El fuerte regustillo a Stoner en los riffs pantanosos (especialmente la última parte), y el virtuoso solo compartido entre Zakk y su ya inseparable Dario Lorina fue elevando la temperatura. Cambiaron las tesituras en Love Unreal, que si bien me parece un buen tema, igual sus aires melancólicos no fueron lo mejor para mantener la intensidad, y aunque llevaban buen ritmo hasta el momento, la cosa todavía no terminaba de estallar como estaba previsto. No interpretaron esa introducción de arpegios en vivo, pero lo que sí resonó a todo volumen fueron las cuerdas de Zakk Wylde y Dario, destacando enormemente en sus respectivos papeles. Riffs ondulantes y petados de wah que nos iban sumiendo en un trance cada vez más profundo del que nos sacaban ocasionalmente esos manguerazos lanzados desde la valla. Mientras el bajista golpeaba enérgicamente sus cuerdas con el pulgar, hubo un corte abrupto en el sonido, algo que me alarmó bastante (sobre todo, tratándose del Leyendas), pero que afortunadamente quedó en una anécdota. La peña, poco a poco, iba coreando más los temas, y Zakk lucía ahora su modelo de guitarra más conocido, el de los círculos concéntricos. Desde lo alto de la plataforma, nos miraba con los brazos cruzados, deleitándose con el griterío, y proponiendo un juego vocal. Un pequeño y simpático paroncete que prosiguió con Heart of Darkness.

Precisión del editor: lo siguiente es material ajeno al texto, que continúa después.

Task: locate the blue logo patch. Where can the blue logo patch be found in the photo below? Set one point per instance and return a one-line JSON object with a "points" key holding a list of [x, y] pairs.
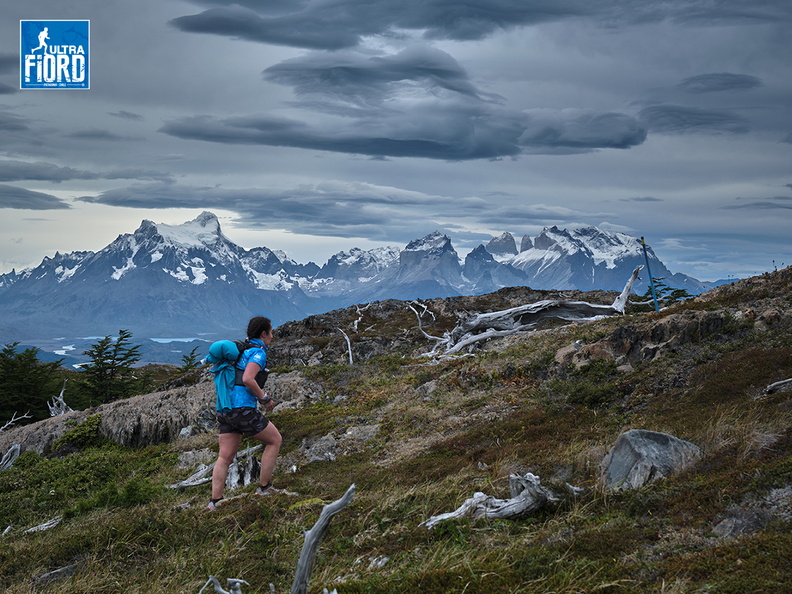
{"points": [[54, 55]]}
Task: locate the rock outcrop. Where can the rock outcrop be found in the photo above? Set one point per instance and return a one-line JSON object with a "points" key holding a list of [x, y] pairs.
{"points": [[640, 457]]}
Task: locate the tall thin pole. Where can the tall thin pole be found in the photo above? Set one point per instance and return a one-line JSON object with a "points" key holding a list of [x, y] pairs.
{"points": [[649, 270]]}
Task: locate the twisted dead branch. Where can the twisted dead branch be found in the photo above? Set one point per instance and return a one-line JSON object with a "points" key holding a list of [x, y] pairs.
{"points": [[476, 328]]}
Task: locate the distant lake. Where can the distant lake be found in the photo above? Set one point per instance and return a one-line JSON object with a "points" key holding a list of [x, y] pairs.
{"points": [[167, 340]]}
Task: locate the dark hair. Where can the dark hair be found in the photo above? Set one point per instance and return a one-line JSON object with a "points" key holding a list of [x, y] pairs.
{"points": [[257, 325]]}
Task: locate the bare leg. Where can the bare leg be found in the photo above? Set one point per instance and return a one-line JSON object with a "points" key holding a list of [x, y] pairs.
{"points": [[229, 444], [271, 438]]}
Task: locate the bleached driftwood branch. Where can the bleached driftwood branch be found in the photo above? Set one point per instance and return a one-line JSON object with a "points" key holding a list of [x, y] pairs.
{"points": [[349, 345], [59, 406], [13, 420], [527, 496], [45, 526], [473, 328], [10, 457], [360, 315], [233, 585], [778, 386], [312, 539]]}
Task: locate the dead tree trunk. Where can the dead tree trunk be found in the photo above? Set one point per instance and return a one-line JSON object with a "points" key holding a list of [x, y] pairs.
{"points": [[10, 457], [312, 539], [475, 328], [527, 496]]}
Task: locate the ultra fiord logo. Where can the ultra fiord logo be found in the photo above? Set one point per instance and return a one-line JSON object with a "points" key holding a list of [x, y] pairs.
{"points": [[54, 55]]}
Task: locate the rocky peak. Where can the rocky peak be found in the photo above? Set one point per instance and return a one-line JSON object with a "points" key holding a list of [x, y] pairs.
{"points": [[503, 245]]}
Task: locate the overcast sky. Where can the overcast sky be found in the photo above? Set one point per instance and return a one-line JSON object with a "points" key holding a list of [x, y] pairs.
{"points": [[314, 126]]}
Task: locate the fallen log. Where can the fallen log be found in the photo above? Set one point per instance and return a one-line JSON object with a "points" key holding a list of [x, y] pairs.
{"points": [[527, 496], [474, 328], [312, 539], [779, 386]]}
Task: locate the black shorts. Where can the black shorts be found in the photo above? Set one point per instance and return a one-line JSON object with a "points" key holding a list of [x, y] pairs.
{"points": [[247, 421]]}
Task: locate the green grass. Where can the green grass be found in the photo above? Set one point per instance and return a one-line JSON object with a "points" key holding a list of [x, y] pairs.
{"points": [[509, 410]]}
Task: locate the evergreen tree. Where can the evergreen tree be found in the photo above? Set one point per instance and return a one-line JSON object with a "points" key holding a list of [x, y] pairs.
{"points": [[110, 374], [26, 384], [665, 295]]}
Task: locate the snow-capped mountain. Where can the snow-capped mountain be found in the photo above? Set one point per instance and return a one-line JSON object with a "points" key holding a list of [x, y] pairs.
{"points": [[190, 280], [589, 258]]}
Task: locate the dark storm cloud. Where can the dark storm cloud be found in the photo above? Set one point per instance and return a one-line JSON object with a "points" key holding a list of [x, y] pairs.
{"points": [[368, 78], [584, 132], [431, 133], [126, 115], [101, 135], [20, 170], [20, 198], [327, 209], [338, 25], [343, 23], [772, 203], [11, 122], [39, 171], [719, 82], [678, 119], [452, 130]]}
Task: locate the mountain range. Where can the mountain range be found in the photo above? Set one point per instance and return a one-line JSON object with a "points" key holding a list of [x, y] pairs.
{"points": [[190, 280]]}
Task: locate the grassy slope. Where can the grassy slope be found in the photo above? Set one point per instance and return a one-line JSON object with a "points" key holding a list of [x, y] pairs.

El sonido no me pareció excelente en ningún momento, pero tal vez aquí llegó a sus mayores niveles de calidad, y pudimos escuchar con bastante definición esos registros más rasgados y gritones del vocalista, que no dejaba de zarandear su guitarra durante el solo. Desde luego, de estos últimos tuvimos para parar un tren. Cuando Zakk se centraba ante nosotros, se abría de piernas y agitaba su melena, era el momento de callar, escuchar con atención sus virguerías, y empaparse de su enorme habilidad, actitud y contundencia, tres de las principales cualidades que le han hecho llegar a donde está. Su figura impone, su mirada intimida, y sus formas sobre el escenario son salvajes e impredecibles. En este Leyendas, a pesar de ser en general uno de los más flojos en los que he estado, hubo momentos de ponerte la piel de gallina, y la caída del No More Tears fue uno de los mejores. Empalmada con la anterior, cantamos a pleno pulmón hasta los punteos de su inicio, en todo un estallido de emociones, recordando una tragedia todavía muy reciente: el adiós de nuestro amado Ozzy Osbourne. No fue extraño ver, entre las primeras filas, algunas lágrimas brotando sin remedio. El solo del guitarrista principal, ejecutado con muchísimo feeling, contribuyó a ello, y volvía a saltar a la plataforma para regalarnos esa Set You Free (con arpegios de nuevo disparados) de su “Doom Crew Inc.”.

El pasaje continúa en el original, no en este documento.